Forum Discussion
EldIr
Aug 20, 2013Explorer
SprinklerMan wrote:
Well I had a pair of marathons on the rear axel of my car trailer , they were 4 years old , properly inflated , and the trailer had a small kubota tractor on it (1700 lbs ) Trailers gross is 7000 lbs . The goodyear marrathon threw the tread off at 35 mph driving on neighborhood roads , no heat build up ( only a 10 minute ride ) . When it happned I just started laughing . The tires came off a friends TT he gave them to me after he went to 16 in LT tires . I figured that since I would always be under weight by a large margin , and I was running local to cut the grass at my rentals I would have no problem . Wrong
You can't just go and blame the tires when you got them used. You have no idea what happened with them in their previous life.

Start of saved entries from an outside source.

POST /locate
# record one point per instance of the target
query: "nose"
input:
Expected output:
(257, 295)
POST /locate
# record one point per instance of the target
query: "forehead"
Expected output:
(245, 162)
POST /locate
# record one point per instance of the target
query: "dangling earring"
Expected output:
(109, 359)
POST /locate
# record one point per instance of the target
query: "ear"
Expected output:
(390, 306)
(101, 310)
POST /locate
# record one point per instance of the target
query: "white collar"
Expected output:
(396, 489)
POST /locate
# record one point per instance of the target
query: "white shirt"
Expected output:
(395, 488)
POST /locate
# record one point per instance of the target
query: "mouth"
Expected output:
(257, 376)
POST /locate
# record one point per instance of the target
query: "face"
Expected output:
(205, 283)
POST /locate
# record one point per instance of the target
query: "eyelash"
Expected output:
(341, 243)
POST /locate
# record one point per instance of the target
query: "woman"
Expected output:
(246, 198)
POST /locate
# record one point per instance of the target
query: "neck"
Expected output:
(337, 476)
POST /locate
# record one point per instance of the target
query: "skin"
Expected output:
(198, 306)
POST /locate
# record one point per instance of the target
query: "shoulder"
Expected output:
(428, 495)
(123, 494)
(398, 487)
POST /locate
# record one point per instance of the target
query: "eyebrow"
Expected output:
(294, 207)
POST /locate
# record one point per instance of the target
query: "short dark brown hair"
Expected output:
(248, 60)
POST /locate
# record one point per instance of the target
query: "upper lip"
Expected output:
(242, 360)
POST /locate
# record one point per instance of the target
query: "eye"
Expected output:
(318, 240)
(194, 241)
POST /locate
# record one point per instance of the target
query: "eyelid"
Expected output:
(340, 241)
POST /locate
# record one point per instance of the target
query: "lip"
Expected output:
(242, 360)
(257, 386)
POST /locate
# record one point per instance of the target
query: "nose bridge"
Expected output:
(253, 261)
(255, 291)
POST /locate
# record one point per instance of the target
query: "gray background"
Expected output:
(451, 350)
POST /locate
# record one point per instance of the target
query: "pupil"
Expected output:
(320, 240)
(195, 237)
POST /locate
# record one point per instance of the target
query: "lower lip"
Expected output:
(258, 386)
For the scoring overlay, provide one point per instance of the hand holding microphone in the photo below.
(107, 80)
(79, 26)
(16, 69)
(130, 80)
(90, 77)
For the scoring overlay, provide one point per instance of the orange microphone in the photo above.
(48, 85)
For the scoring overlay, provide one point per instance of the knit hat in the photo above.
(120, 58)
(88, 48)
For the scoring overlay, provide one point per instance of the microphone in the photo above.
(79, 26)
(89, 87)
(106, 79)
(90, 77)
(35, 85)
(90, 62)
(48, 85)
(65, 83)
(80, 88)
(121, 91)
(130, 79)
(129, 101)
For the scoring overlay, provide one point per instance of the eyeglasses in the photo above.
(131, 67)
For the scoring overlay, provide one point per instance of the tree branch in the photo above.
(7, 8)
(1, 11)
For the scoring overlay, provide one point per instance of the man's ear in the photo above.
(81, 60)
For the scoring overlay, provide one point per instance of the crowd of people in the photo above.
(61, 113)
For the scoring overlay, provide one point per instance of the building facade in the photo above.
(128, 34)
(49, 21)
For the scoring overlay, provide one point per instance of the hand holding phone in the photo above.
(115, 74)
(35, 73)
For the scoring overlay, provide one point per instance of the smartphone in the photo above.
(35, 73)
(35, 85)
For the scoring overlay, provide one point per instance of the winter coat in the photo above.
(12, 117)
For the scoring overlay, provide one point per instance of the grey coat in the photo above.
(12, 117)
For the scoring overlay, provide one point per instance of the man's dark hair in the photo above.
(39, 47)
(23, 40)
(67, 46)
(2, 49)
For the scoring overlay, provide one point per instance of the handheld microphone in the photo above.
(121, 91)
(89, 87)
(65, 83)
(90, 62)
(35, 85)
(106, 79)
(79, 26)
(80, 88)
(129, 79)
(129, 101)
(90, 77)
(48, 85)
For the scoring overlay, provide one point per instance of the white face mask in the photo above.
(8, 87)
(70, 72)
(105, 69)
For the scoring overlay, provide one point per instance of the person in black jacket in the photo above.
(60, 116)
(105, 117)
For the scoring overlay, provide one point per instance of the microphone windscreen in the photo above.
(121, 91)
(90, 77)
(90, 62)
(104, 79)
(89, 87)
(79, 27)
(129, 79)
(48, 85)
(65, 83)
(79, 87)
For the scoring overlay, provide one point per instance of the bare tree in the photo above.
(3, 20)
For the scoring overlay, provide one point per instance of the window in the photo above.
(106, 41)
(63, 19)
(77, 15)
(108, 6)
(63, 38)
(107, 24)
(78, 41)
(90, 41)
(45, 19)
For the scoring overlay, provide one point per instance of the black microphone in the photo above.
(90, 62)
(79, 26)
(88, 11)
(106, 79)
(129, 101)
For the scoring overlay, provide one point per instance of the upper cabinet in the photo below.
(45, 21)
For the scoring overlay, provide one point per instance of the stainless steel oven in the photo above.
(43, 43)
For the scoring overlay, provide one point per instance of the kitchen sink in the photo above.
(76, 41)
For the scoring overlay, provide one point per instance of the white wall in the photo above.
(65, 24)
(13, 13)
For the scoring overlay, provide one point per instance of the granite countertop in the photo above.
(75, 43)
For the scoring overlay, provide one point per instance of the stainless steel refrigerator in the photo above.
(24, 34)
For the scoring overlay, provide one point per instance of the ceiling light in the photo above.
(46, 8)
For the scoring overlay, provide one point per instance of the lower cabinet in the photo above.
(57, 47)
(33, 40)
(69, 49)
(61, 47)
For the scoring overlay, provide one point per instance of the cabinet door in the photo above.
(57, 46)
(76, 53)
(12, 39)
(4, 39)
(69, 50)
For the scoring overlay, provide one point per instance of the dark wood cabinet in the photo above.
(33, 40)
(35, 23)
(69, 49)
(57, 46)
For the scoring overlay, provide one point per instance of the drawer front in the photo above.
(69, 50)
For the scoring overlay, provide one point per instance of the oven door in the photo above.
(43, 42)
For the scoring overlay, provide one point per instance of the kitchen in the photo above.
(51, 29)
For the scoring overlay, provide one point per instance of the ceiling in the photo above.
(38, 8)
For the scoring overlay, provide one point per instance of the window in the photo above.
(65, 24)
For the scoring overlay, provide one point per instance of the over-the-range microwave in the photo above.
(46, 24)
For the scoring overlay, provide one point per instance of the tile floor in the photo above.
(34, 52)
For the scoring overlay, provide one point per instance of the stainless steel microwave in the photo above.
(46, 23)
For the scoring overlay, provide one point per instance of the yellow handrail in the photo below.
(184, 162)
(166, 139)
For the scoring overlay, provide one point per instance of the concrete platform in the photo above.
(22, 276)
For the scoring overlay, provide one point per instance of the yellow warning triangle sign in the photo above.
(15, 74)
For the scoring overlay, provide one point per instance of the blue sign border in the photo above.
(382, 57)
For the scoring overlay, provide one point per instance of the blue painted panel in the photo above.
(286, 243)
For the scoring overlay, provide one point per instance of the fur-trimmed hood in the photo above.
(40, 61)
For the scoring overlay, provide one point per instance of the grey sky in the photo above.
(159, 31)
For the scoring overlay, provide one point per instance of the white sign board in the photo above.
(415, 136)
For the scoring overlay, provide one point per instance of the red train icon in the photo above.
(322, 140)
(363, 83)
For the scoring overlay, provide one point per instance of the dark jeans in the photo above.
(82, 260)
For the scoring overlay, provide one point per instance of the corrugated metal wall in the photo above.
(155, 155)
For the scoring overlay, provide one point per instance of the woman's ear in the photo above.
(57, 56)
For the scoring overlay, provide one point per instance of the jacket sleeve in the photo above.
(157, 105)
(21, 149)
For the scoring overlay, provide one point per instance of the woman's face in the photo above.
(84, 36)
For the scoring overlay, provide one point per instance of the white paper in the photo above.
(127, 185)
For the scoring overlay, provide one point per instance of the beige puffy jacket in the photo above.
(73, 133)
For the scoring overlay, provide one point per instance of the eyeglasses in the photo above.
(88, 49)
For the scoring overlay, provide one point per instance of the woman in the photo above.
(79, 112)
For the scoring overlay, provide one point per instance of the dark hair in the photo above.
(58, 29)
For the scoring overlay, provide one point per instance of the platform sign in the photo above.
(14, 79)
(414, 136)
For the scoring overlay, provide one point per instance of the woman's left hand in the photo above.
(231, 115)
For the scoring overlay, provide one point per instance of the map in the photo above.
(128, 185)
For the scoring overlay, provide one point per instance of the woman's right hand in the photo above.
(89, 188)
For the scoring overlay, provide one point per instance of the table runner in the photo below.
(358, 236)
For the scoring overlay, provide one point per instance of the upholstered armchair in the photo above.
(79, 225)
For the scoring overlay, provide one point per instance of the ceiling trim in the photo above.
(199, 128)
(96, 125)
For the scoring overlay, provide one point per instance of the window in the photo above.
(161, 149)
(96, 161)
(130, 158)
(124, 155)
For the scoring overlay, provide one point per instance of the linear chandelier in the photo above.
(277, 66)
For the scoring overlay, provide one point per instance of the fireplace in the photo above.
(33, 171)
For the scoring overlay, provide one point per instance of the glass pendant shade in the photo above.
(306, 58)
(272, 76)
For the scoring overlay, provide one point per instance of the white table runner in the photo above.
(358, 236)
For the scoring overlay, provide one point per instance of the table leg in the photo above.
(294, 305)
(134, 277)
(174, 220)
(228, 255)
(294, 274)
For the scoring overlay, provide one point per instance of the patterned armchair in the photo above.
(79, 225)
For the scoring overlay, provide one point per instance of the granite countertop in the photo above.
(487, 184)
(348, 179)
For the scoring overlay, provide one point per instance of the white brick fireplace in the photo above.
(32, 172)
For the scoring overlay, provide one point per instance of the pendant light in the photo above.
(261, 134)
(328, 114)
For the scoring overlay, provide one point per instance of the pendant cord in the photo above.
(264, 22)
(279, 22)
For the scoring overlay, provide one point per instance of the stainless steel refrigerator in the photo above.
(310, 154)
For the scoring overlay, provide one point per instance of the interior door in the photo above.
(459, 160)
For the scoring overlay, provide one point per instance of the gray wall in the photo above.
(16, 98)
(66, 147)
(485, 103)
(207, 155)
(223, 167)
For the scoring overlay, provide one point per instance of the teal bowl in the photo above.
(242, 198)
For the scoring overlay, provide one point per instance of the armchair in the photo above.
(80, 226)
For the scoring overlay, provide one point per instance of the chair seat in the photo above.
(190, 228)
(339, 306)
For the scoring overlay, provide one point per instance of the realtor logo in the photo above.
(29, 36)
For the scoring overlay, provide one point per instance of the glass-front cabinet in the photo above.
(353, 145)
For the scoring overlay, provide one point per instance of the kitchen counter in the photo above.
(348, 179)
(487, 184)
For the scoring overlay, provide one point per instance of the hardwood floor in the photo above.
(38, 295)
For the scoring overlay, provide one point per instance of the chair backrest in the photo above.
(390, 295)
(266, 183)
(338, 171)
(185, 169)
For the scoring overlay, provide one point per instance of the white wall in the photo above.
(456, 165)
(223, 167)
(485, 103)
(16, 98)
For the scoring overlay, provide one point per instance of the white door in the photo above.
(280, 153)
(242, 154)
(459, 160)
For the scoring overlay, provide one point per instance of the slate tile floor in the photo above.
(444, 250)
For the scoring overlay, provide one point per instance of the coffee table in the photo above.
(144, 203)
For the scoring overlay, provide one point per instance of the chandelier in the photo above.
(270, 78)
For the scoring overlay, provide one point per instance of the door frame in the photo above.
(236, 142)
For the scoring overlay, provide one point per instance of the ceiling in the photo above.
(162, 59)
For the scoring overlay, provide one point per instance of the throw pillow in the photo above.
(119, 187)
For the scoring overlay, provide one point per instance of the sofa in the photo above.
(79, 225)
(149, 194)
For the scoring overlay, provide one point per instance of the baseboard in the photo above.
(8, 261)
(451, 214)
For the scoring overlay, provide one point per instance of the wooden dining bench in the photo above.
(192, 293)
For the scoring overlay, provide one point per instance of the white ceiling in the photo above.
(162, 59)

Back to the original question. One thing not mentioned in this thread yet that I found in my research was Goodyear at one point temporarily moving production from China back to the US. They realized they had a problem in China, stopped making tires there for a while, and fixed the problem before moving production back. My 1994 had the original Canadian Marathons on it when I bought it in 2011. They showed some cracking, but I still used them the remainder of that summer (about 1000 miles including getting it home from where I bought it). I replaced them with new Marathons after my research left me confident they no long have issues.
While I was shopping for my tt, I looked at many trailers from the 1990's that were still on their original tires and still being used regularly by their owners. MOST people out there have no idea of the time limits on tire life. They figure if the tread is good, the tire is fine. They are "usually" right. Tire failures in general are still a very small percentage.